日本財団 図書館


◎青空宣伝社への入社◎
 プロの世界に入ってきたわけで、プロの人と知り合ううちにですね、私も就職とか段々無くなりまして、気が付いたらチンドン屋さんという仕事をやっておりました。親はですね中学しか出ていない、子供を大学までだしてそして跡を継がそうと思っていたらしいんですけれども、大体日本の学校は、中学高校、大学と行くと商売するのが馬鹿馬鹿しくなるんです。学校では商売、商いというものはね、教えないんですね。右のものを左にやって掠りをとるようなですね、(笑)いわゆる、流通業を物流の近代化を学校では習うと、うちの親父がやっているような零細金物問屋はですね、一番前近代的なものだということになります。親を説得してですね、将来親父を継ぐのは一旦止めておいて、商いの一番と言われた大阪で商売の勉強をするんだといって、兄貴は金物のメーカーに行きました。私は流通の最先端に行くんだといって、ではどこに行くんだ、と言われますとそこがチンドン屋の世界だったというわけです。それで大阪の飛田の遊郭の近所にあります、青空宣伝社というところを尋ねていったわけです。それまでですね、チンドン屋の世界に行くとなると、周りの人間みなから、そんなところに行って食っていけるのか、と言われるわけです。で、たった一人だけ、それはなかなか面白いアイデアだ頑張ったらいい、と言う人がいました。で、青空宣伝社に入ったわけですが、後で聞いたらまさか本当に行くとは思わなかった、と言われました。(笑)非常に無責任な友達でした。

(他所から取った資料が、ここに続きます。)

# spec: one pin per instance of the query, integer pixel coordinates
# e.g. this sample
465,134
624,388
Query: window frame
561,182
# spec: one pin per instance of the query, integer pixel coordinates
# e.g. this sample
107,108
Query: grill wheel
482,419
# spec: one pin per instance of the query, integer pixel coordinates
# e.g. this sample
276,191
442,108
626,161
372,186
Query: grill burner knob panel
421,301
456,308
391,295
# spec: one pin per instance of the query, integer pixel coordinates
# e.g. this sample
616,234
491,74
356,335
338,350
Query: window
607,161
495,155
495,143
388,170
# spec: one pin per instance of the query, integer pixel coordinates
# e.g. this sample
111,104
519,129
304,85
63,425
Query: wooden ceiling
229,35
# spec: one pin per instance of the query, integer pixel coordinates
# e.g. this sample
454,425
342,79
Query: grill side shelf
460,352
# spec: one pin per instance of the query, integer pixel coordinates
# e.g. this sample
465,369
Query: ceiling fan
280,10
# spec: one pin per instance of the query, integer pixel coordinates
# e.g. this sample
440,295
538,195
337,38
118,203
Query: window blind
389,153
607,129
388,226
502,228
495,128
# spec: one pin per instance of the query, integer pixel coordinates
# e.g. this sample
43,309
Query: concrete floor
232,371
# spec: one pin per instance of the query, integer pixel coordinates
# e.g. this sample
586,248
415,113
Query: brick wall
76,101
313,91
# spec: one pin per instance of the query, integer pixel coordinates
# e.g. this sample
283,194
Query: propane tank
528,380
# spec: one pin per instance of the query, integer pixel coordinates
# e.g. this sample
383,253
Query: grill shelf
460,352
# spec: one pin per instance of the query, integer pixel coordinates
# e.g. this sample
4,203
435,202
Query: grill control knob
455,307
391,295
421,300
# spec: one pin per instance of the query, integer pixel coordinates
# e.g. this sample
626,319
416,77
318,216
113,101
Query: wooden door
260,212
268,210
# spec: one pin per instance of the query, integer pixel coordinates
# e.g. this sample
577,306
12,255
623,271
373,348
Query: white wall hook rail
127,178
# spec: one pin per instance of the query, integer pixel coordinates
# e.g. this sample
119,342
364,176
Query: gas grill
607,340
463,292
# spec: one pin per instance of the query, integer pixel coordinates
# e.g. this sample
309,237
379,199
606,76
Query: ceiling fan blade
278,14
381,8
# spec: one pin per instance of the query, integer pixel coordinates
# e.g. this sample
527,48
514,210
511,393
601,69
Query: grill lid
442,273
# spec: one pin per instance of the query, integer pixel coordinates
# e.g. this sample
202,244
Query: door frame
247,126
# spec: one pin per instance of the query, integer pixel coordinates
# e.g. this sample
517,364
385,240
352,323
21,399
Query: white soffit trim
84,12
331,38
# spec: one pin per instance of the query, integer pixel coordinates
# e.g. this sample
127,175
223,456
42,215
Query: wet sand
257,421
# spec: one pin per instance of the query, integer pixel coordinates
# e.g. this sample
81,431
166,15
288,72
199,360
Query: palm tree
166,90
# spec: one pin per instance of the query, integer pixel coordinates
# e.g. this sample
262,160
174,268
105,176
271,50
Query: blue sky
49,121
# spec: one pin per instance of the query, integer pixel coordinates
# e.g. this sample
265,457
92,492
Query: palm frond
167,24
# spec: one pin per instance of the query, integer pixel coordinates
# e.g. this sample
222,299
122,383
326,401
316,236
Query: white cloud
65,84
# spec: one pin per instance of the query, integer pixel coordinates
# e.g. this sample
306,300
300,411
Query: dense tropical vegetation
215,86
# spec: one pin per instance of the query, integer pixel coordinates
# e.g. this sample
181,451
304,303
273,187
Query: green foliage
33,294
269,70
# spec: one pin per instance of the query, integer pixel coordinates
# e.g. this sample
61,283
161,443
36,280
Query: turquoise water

 チンドン屋の仕事というものは、私ども真似事をやっておりましたが、大体無くなりつつあるんですね、で、今、ほとんどやっているとしても細々とやっているんだろうと、いずれ無くなるだろうと思って行ったわけです。ところが、正直言ってびっくりしたわけです。中に居る人は、仕事が減った暇だ、と言うんです。それまで、大阪のチンドン屋さんは大阪市内でも、日本で一番数の多い商店街と小売市場を抱えていて、それで食っていた。それが段々減ってきてというのは本当ですが、ところがまだまだ商店街や市場から仕事は来ます。それに加え、信じられないような商売の業種から仕事の依頼が来る。もうこんなんで仕事ができるか、と、チンドン屋というのは大体物を安売りということでやっているのに、三千万、四千万円するマンションの売り出しを宣伝するんです。チンドン屋がやったら余計にマンションの値打ちが下がるんじゃないか、(笑)ということですが、マンションのモデルルームに人が集まらないと話になりませんから。それから毛皮屋さんです。確か二百五十万円ぐらいの毛皮のコートを、八十万で売るというので、それで回った。チンドン屋が回ると、普段は入りにくい毛皮屋さんにも入りやすくなるという効果がある。まあ、売れたか売れてないか、というのは確認しておりませんけどね。(会場笑)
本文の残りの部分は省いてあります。